Bus stops near NYPD buildings are often doubling as parking spaces for police vehicles — forcing passengers to venture into the street.
THE CITY spot-checked 24 precincts and outposts for housing and transit cops that have neighboring MTA bus stops and found stops near eight of them being used for parking by police officers.
At an M10 stop at Frederick Douglass Boulevard and West 147th Street, steps from Police Service Area 6 in Harlem, bus drivers couldn’t pull up to the curb, thanks to vehicles with NYPD parking placards in the windshields.
“I could get hit by a car just trying to get to the bus,” said April Respress, 54, who uses a motorized scooter. “The police have given themselves the right to park here, but what about the safety of pedestrians, or people using wheelchairs and walkers?”
The bus-stop blockers ranged from a tiny 8-foot-long NYPD Smart car parked day and night across from the 120th Precinct on Staten Island to a massive NYPD school bus stationed in a B46 stop down the block from Brooklyn’s 77th Precinct.

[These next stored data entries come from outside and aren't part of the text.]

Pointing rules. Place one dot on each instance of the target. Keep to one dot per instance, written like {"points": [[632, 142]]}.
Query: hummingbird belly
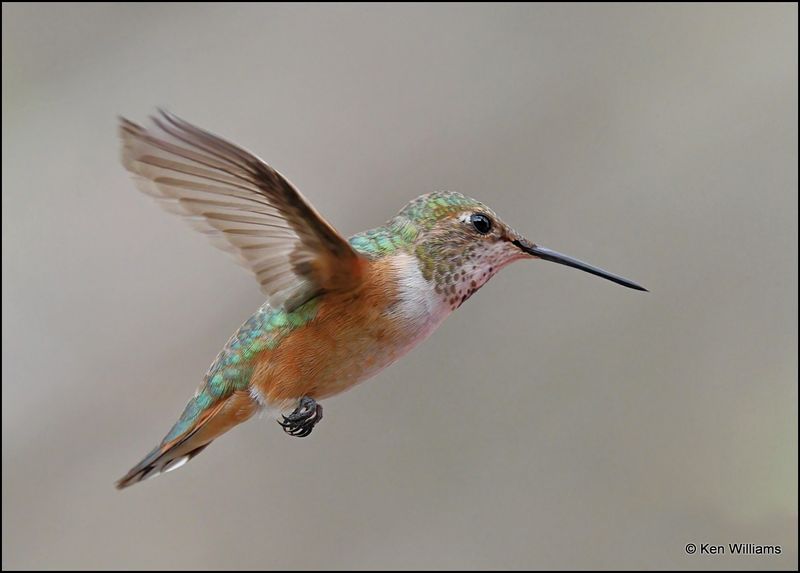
{"points": [[350, 337]]}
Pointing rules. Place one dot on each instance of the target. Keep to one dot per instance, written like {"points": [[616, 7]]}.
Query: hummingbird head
{"points": [[461, 243]]}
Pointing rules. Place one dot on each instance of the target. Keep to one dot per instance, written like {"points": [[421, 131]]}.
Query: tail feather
{"points": [[174, 452], [156, 463]]}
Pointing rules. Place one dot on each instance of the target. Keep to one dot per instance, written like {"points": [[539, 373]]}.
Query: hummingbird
{"points": [[337, 310]]}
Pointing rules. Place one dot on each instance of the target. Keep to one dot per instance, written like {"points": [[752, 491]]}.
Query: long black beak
{"points": [[556, 257]]}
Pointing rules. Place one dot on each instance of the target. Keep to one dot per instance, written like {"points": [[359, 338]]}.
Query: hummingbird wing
{"points": [[245, 206]]}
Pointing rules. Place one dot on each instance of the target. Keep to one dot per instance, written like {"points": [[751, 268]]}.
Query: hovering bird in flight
{"points": [[338, 311]]}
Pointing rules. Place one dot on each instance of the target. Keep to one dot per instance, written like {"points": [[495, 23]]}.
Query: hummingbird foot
{"points": [[300, 422]]}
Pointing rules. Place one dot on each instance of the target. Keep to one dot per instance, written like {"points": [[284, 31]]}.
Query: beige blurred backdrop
{"points": [[556, 420]]}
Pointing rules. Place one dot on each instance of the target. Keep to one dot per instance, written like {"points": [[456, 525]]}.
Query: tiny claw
{"points": [[303, 419]]}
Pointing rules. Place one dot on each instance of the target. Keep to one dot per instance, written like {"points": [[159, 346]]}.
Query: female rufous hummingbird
{"points": [[338, 311]]}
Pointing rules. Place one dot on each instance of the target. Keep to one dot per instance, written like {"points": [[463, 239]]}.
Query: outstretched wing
{"points": [[245, 206]]}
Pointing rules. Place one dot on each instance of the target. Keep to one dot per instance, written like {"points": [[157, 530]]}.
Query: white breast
{"points": [[420, 307]]}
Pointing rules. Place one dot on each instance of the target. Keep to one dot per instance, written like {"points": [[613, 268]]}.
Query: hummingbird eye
{"points": [[481, 222]]}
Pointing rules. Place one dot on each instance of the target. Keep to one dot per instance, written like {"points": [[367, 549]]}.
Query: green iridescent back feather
{"points": [[232, 369]]}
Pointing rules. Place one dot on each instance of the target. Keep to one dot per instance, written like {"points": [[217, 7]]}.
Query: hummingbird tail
{"points": [[174, 452]]}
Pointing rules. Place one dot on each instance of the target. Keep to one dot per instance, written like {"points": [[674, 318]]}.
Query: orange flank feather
{"points": [[351, 337]]}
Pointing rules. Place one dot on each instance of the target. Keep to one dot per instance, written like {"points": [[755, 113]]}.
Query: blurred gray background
{"points": [[556, 420]]}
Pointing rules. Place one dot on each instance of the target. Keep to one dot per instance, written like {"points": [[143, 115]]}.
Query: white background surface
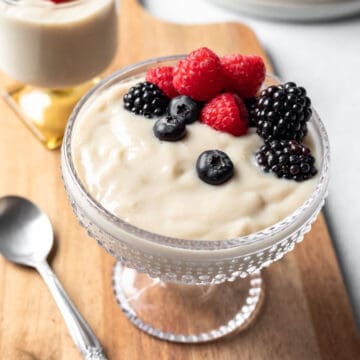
{"points": [[325, 59]]}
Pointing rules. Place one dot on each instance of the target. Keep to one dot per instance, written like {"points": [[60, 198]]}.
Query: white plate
{"points": [[294, 9]]}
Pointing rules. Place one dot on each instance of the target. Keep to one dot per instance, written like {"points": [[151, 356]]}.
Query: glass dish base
{"points": [[187, 313], [45, 111]]}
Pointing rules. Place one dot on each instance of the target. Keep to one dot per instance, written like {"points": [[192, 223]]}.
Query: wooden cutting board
{"points": [[306, 314]]}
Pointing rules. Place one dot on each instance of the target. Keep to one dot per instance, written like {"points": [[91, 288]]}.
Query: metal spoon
{"points": [[26, 238]]}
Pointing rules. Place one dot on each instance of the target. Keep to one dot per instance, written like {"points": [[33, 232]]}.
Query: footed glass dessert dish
{"points": [[179, 290], [54, 50]]}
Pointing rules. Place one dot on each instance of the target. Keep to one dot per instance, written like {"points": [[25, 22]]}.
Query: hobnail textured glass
{"points": [[190, 262]]}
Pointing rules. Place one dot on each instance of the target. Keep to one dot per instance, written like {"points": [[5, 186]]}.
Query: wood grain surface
{"points": [[306, 314]]}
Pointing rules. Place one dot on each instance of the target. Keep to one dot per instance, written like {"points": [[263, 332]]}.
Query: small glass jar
{"points": [[55, 51]]}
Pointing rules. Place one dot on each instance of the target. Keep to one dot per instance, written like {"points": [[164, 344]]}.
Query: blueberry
{"points": [[169, 129], [214, 167], [183, 108]]}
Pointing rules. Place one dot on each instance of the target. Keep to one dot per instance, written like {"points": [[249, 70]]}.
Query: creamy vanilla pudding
{"points": [[56, 45], [154, 185]]}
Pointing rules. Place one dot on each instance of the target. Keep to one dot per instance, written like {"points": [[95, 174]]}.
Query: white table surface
{"points": [[325, 59]]}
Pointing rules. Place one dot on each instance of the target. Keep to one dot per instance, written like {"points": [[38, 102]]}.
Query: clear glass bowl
{"points": [[186, 279]]}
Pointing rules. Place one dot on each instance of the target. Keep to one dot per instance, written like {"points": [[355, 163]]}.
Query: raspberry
{"points": [[199, 76], [243, 74], [162, 76], [60, 1], [226, 112]]}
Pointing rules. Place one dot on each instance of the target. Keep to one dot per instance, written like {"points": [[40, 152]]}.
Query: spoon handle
{"points": [[79, 329]]}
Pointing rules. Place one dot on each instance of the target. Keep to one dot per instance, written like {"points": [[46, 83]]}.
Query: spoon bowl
{"points": [[26, 238], [25, 231]]}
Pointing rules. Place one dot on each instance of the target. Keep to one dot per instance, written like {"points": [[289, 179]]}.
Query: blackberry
{"points": [[251, 104], [287, 159], [282, 112], [214, 167], [146, 99]]}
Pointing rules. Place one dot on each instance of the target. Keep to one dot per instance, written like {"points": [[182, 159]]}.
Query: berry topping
{"points": [[184, 109], [226, 112], [199, 75], [243, 74], [169, 129], [60, 1], [287, 159], [282, 112], [162, 76], [146, 99], [251, 104], [214, 167]]}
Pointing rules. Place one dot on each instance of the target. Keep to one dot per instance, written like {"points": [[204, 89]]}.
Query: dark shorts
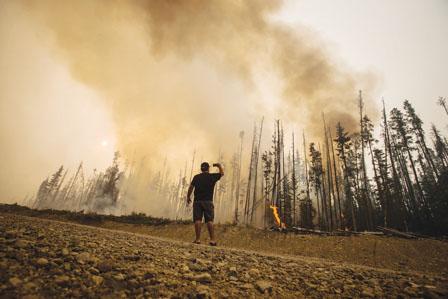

“This is an abuse of authority,” said Jeffrey Morgan, 60, who was waiting for a B46 bus on Utica Avenue, half a block from the police stationhouse. “They’re not supposed to do whatever they want.”
‘A Pain in the Butt’
Ridership and citywide average bus speeds have been sinking for years. Bus drivers and transit advocates told THE CITY that’s in part because of service slowed by blocked bus lanes and stops.
“Anywhere that there’s a bus stop by a precinct, our guys are going to have a problem,” said Willie Rivera of Transport Workers Union Local 100. “It’s a pain in the butt.”
Rivera said bus drivers regularly encounter police vehicles parked in bus stops, creating “a real hazard” for other drivers who try to maneuver past the bus, as well as riders attempting to board.
“It slows down everyone riding the bus by messing up the boarding process,” said Ben Fried of TransitCenter, an advocacy organization. “When the bus can’t reach the curb, it makes boarding tougher — especially for people with mobility challenges — because riders have to step farther up.”
The NYPD issued a statement in response to inquiries by THE CITY: “Except in emergencies, marked and unmarked NYPD vehicles may not be parked in bus stops and lanes. This policy, designed to ease congestion as part of the department’s commitment to ensure safe streets, is communicated to precinct commanders across the city and is reinforced with borough chiefs at weekly meetings on traffic and transportation.”
Amanda Kwan, an MTA spokesperson, did not directly address NYPD vehicles taking up space in bus stops. But, she noted: “Bus stops are clearly marked, and we hope that all New Yorkers will respect that.”
‘The Status Quo’
But on Sutter Avenue across from the 75th Precinct in Brooklyn, a shopkeeper told THE CITY that bus stops and fire hydrants blocked by police vehicles are the norm.
“You don’t really think about it because you see it happen so often,” said Deddye Alvarez, 23, whose family owns a religious statue store. “That’s just sort of the status quo.”
Fried praised City Hall’s push to get buses moving quicker. At an average speed of 7.5 miles per hour, the buses are the slowest among major U.S. cities. But he said the plan doesn’t go far enough.
“Abuse of bus lanes and bus stops by police and other government officials remains a blind spot,” he said. “Bus riders need Mayor [Bill] de Blasio and Commissioner [James] O’Neill to make it clear that police should not park in bus lanes and bus stops.”